Mr Michael Ojo, Country Director, Global Alliance for Improved Nutrition (GAIN), an NGO, urged the Federal Government to formulate and focus on policies and strategies to encourage Nigerians on healthy diets.
He said that such policies, when formulated would build the culture of healthy dieting in homes, curb hunger and eradicate malnutrition and Severe Acute Malnutrition (SAM) leading to sustainable and healthy food system in the country.
According to him, there is need to produce mixture of food for the Nigeria’s growing population, projected to be the third largest in the world by 2050.
“This is because there has been increased global attention on addressing malnutrition using food systems approach, which has the potential for far-reaching impact, especially for the most vulnerable,” he said.
He said that the food systems would determine the quality of people’s diet at the household level, shaping the demand, availability, affordability and desirability of safe and nutritious food.

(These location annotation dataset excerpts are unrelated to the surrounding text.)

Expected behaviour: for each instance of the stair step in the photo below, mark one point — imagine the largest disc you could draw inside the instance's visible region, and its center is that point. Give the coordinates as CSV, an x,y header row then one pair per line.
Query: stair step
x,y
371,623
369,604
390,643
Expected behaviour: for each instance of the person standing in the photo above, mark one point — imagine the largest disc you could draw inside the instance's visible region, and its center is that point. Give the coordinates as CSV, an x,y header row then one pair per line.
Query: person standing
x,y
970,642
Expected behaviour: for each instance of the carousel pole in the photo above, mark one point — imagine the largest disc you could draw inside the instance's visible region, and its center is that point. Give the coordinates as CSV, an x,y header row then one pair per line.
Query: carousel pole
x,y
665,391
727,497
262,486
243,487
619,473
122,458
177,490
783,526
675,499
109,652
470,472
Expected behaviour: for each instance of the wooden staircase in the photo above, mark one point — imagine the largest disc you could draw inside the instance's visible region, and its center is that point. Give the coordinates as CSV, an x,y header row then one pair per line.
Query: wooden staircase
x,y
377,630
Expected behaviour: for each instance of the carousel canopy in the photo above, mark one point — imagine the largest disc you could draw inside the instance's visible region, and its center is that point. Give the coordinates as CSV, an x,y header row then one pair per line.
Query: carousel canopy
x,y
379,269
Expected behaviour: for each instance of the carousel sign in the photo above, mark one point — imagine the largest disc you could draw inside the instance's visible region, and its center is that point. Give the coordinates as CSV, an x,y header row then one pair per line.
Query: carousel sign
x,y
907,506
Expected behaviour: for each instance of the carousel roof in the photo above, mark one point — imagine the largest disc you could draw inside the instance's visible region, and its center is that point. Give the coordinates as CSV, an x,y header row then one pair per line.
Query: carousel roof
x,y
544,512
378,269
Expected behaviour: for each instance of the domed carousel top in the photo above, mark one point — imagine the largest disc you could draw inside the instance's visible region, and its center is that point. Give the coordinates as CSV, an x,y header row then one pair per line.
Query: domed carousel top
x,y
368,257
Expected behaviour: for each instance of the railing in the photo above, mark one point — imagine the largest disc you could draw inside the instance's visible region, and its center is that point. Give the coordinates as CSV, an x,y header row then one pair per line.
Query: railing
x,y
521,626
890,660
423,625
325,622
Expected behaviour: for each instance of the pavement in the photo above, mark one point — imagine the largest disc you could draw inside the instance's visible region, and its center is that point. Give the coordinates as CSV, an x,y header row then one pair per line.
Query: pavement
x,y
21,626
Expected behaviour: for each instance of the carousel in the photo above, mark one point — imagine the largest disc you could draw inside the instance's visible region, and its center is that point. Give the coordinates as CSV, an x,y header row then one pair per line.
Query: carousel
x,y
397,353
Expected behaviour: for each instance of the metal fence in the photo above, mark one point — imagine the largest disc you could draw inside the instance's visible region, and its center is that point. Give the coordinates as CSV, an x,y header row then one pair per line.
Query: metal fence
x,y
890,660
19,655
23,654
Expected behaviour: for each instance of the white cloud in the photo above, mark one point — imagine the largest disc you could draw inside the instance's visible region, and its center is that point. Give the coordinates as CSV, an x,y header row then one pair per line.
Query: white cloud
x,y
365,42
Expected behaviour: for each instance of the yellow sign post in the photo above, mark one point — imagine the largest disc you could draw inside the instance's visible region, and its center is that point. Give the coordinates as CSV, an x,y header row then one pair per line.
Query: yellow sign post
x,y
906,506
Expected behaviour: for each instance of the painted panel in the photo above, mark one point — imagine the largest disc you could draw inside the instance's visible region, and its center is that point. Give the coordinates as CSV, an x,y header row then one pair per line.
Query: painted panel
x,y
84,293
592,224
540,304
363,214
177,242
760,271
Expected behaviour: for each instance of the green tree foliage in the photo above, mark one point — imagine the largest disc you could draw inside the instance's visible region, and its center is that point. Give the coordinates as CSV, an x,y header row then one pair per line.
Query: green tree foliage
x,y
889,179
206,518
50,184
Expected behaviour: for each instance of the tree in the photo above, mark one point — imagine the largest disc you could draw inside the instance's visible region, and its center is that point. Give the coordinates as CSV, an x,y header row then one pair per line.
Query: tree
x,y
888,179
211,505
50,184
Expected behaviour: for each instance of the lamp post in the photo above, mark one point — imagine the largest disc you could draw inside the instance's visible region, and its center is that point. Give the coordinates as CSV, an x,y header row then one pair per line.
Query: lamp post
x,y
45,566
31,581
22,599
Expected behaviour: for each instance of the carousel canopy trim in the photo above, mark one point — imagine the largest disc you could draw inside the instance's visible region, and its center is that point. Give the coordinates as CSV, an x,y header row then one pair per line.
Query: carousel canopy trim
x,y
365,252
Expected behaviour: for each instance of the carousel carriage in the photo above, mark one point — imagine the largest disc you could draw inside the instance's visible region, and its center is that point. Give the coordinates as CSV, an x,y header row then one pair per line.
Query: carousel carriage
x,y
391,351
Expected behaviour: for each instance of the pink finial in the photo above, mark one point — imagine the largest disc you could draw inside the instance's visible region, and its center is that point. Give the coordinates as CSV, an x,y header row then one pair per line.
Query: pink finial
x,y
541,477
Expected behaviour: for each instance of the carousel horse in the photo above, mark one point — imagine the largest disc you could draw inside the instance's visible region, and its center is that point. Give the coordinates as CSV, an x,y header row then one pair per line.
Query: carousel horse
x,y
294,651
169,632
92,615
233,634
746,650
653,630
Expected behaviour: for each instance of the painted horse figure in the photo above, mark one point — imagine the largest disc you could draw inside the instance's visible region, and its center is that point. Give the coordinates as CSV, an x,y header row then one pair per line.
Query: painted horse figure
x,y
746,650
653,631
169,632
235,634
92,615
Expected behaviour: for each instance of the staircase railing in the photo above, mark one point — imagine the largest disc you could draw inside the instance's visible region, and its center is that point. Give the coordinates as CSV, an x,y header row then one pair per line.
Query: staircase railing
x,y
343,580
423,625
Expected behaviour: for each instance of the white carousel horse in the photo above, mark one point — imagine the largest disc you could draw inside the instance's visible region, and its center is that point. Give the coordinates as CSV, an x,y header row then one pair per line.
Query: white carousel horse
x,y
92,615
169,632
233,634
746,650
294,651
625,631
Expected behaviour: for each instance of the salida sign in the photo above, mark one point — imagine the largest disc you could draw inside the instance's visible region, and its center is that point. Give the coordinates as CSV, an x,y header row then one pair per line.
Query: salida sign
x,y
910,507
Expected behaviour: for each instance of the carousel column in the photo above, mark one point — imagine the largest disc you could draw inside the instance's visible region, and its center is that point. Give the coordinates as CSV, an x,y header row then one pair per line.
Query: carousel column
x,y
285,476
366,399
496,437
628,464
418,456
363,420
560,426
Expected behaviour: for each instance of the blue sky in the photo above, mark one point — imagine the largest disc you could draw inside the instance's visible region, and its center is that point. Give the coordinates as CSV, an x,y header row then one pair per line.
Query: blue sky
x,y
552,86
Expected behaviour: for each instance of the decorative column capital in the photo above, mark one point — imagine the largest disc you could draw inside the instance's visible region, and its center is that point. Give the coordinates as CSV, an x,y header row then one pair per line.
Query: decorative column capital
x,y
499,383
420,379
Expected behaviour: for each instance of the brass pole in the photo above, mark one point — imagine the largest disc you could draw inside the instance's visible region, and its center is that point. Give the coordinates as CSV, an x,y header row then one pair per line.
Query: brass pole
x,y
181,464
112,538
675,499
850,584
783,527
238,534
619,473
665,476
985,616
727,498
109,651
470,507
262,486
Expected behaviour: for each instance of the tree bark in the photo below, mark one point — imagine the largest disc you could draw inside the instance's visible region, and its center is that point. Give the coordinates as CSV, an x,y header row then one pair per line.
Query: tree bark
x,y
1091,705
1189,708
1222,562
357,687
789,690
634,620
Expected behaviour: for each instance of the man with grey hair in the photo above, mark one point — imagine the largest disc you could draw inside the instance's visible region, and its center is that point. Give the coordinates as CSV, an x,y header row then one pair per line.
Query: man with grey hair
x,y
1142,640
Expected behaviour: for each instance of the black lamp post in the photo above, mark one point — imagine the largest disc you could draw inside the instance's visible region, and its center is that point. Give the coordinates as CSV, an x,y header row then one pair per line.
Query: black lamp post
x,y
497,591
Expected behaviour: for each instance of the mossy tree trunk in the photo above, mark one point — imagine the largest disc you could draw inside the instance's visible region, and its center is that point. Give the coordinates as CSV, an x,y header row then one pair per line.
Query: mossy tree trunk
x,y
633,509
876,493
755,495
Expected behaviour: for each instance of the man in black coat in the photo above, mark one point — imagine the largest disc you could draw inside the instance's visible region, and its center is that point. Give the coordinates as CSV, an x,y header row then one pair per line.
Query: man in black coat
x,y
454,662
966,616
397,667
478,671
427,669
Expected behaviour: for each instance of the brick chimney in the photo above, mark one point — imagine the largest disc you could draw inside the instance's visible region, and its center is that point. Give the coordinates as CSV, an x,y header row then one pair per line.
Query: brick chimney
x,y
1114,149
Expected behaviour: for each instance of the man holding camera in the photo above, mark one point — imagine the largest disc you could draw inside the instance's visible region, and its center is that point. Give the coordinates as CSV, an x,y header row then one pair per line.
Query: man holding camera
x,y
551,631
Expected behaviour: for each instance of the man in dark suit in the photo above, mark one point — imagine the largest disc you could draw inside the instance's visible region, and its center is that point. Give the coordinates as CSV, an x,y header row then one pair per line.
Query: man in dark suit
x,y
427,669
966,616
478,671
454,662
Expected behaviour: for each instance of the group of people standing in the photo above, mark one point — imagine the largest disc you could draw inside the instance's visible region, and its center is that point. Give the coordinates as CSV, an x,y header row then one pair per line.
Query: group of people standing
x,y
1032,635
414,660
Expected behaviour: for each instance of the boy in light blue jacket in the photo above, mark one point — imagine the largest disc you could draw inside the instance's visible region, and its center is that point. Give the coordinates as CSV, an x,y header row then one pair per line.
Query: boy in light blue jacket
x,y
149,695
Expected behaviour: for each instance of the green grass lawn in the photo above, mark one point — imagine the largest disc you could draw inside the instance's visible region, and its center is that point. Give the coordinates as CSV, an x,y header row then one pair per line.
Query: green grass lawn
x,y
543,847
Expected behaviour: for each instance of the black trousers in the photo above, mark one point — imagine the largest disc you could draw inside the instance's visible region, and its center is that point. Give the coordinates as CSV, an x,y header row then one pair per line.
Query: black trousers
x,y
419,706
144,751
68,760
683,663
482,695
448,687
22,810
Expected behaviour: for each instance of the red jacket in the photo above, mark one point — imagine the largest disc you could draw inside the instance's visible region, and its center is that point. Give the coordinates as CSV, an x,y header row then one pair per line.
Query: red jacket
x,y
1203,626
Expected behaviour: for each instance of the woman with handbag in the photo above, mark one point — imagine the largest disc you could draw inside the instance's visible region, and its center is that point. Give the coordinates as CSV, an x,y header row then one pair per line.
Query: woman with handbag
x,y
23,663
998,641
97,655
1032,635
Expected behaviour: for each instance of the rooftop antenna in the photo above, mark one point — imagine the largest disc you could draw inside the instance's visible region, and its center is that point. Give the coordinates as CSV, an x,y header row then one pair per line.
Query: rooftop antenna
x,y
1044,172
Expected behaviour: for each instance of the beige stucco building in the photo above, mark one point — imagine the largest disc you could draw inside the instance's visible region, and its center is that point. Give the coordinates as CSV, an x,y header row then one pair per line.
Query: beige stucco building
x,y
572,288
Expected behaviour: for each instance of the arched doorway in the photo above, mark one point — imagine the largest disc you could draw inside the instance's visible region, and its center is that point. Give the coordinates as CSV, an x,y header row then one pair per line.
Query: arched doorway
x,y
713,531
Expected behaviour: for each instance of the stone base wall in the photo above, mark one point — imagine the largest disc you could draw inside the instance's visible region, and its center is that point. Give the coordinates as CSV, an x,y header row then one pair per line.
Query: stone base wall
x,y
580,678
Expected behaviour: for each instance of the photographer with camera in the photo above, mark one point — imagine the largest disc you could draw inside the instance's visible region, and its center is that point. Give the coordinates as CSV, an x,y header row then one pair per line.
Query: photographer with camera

Dr Chris Isokpunwu, the Head of Nutrition, Federal Ministry of Health, said that the scaling up nutrition movement focal point for the country was part of the functions of the ministry.
He said that the movement had different networks that feed into it, adding that one of the essential networks were the Scaling up Nutrition Business Network, anchored by GAIN.
“We engage with GAIN and other partners in the various networks on areas like the micro-nutrient deficiency control and in infant and young child feeding and health.’’
Dr Ogunmolewa Ogunmolewa, a farmer and food fortification expert and consultant, urged farmers to gather and share information that would boost planting and production of varied nutrient-rich crops.
He appealed to stakeholders in food, nutrition, health, agriculture and environment to engage both private and government agencies to ensure a broadened knowledge around food and nutrition security for both consumers and farmers.